I hope everyone has a lovely Thanksgiving!!! I am thankful for my amazing family and that I get to see my PoPo! She has not always had the best health but she is one of my favorite people ever!!


----------



## Sheep Villager (Nov 23, 2022)

I'm thankful for every lazy weekend I get. Looking forward to my weekend naps already.


----------



## BungoTheElf (Nov 23, 2022)

One thing I'm really thankful for is my friends! From my friends back home, to the ones online, and to the ones I have on campus. I'm super grateful for the support and company they give me, even just chatting a bit and catching up with those that I don't keep up with too often! They've definitely shaped the person I am today, and I'm happy to surround myself with such great people. I'm going to be a bit sad that it'll be a bit harder to keep up with the friends I have on campus in person after I graduate, but luckily we all keep in touch online already :]


----------



## Snowifer (Nov 23, 2022)

I'm thankful to all my friends who have stuck with me for so long.


----------



## Ichiban (Nov 23, 2022)

i am thankful for family members who were there to help me when i had nowhere to stay

i am also thankful for @Peach_Jam who has always been there for me no matter what


----------



## Bagelbagon (Nov 23, 2022)

I've been living very far away from home for most of the year, so I'm thankful for the extra-long weekend that has let me come home to relax and visit family. Since I've been back, I've been especially appreciative of being able to stay in my old room and being able to find my favorite teas, waffles, and yogurt that haven't been available at grocery stores near my temporary residence.
I'm also very excited about the new lime pie collectable. 
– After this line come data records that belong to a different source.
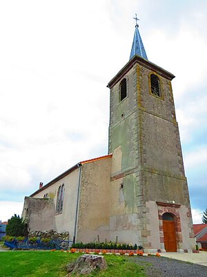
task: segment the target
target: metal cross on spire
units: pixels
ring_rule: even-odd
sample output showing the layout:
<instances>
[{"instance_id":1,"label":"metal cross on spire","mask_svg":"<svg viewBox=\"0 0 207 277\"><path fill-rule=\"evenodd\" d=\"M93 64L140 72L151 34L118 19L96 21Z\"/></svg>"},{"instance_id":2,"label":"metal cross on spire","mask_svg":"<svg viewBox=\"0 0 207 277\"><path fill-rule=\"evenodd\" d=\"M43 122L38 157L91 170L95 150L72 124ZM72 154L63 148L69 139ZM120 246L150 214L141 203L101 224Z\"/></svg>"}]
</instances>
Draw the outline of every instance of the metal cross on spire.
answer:
<instances>
[{"instance_id":1,"label":"metal cross on spire","mask_svg":"<svg viewBox=\"0 0 207 277\"><path fill-rule=\"evenodd\" d=\"M136 26L137 25L139 26L139 25L137 24L137 20L139 20L139 18L137 18L136 13L135 13L135 17L133 17L133 19L136 20Z\"/></svg>"}]
</instances>

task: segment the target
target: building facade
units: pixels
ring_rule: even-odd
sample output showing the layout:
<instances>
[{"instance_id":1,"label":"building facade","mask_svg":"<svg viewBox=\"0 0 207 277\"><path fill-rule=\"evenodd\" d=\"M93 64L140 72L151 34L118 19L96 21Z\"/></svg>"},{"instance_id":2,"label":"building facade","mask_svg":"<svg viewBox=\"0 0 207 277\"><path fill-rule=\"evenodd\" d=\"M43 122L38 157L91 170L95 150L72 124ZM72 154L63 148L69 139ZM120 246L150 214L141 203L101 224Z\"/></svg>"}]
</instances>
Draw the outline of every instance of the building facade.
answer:
<instances>
[{"instance_id":1,"label":"building facade","mask_svg":"<svg viewBox=\"0 0 207 277\"><path fill-rule=\"evenodd\" d=\"M23 216L30 230L68 231L77 241L117 236L146 251L190 251L195 238L175 76L148 60L138 27L129 62L108 84L108 154L79 163L26 197ZM37 201L43 206L34 209Z\"/></svg>"}]
</instances>

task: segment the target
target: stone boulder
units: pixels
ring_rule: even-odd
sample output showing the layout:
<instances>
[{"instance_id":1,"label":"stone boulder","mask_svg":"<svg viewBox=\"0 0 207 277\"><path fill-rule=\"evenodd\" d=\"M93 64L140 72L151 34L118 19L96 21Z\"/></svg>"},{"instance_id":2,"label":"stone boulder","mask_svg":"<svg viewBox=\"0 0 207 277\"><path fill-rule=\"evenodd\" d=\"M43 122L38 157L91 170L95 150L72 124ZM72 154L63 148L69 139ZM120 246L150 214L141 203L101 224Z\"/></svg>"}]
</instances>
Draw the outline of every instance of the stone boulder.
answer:
<instances>
[{"instance_id":1,"label":"stone boulder","mask_svg":"<svg viewBox=\"0 0 207 277\"><path fill-rule=\"evenodd\" d=\"M71 274L75 274L76 276L81 274L90 274L93 270L105 270L107 264L103 256L98 255L81 255L75 261L67 265L68 277Z\"/></svg>"}]
</instances>

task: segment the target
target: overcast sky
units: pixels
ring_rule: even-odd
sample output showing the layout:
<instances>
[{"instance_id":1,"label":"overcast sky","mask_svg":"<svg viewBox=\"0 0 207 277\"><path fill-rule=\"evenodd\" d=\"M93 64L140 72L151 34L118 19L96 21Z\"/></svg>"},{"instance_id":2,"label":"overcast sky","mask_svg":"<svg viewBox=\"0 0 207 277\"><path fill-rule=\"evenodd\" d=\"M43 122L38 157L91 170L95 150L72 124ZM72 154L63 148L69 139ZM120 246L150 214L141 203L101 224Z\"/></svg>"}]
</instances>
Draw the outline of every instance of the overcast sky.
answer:
<instances>
[{"instance_id":1,"label":"overcast sky","mask_svg":"<svg viewBox=\"0 0 207 277\"><path fill-rule=\"evenodd\" d=\"M135 14L172 89L194 223L207 208L207 1L0 1L0 220L79 161L108 153L108 82L128 62Z\"/></svg>"}]
</instances>

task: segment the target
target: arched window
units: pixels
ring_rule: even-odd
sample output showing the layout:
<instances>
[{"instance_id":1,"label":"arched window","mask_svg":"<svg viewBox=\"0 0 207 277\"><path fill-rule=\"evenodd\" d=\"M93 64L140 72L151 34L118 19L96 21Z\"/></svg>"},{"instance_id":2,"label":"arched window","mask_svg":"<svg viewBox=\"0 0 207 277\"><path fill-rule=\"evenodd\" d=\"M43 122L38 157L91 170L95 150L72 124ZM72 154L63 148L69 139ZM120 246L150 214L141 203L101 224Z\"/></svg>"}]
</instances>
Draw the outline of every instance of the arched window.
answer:
<instances>
[{"instance_id":1,"label":"arched window","mask_svg":"<svg viewBox=\"0 0 207 277\"><path fill-rule=\"evenodd\" d=\"M63 211L63 197L64 197L64 184L60 186L57 190L57 204L56 204L57 213L61 213Z\"/></svg>"},{"instance_id":2,"label":"arched window","mask_svg":"<svg viewBox=\"0 0 207 277\"><path fill-rule=\"evenodd\" d=\"M171 213L166 213L162 215L163 220L174 221L174 217Z\"/></svg>"},{"instance_id":3,"label":"arched window","mask_svg":"<svg viewBox=\"0 0 207 277\"><path fill-rule=\"evenodd\" d=\"M127 96L127 88L126 88L126 78L123 79L120 83L119 87L119 98L120 101L122 101L124 98L126 98Z\"/></svg>"},{"instance_id":4,"label":"arched window","mask_svg":"<svg viewBox=\"0 0 207 277\"><path fill-rule=\"evenodd\" d=\"M156 96L161 97L160 83L159 78L155 75L150 75L151 93Z\"/></svg>"},{"instance_id":5,"label":"arched window","mask_svg":"<svg viewBox=\"0 0 207 277\"><path fill-rule=\"evenodd\" d=\"M60 212L61 212L63 211L63 197L64 197L64 185L63 185L62 187L61 187L60 205L59 205L59 211Z\"/></svg>"}]
</instances>

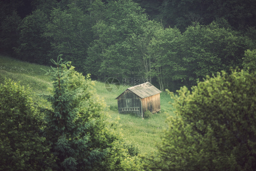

Thank you for hosting the raffle! I hope you all have a great week and a happy Thanksgiving!


----------



## Peach_Jam (Nov 23, 2022)

I'm thankful for the people close to me, including the very lovely @Ichiban


----------



## That Marshal Fangirl (Nov 23, 2022)

I’m thankful to have a house to live in that has hot water and electricity.  I’m thankful for my cats, my car, and my Switch Lite.  I’m thankful for my loving family and how they’ve supported me my entire life.  Finally, I’m thankful for my TBT friends and the amazing community I’ve grown to really feel a part of over the years.  Fingers crossed to win a tasty pie collectible, thank you for doing this!


----------



## roseflower (Nov 23, 2022)

I’m thankful for every calm and peaceful day.


----------



## Aniko (Nov 23, 2022)

I'm thankful for my family, even if we argue a lot, especially when reorganizing the cupboard. I almost lost my mom during the pandemic, and every day I'm really thankful to still have her by my side. I'm also thankful for my pets and for not being sick. Thanksgiving is also my best friend Chris' birthday, who passed away in 2020, I miss him a lot but I'm thankful for all those years we spent together.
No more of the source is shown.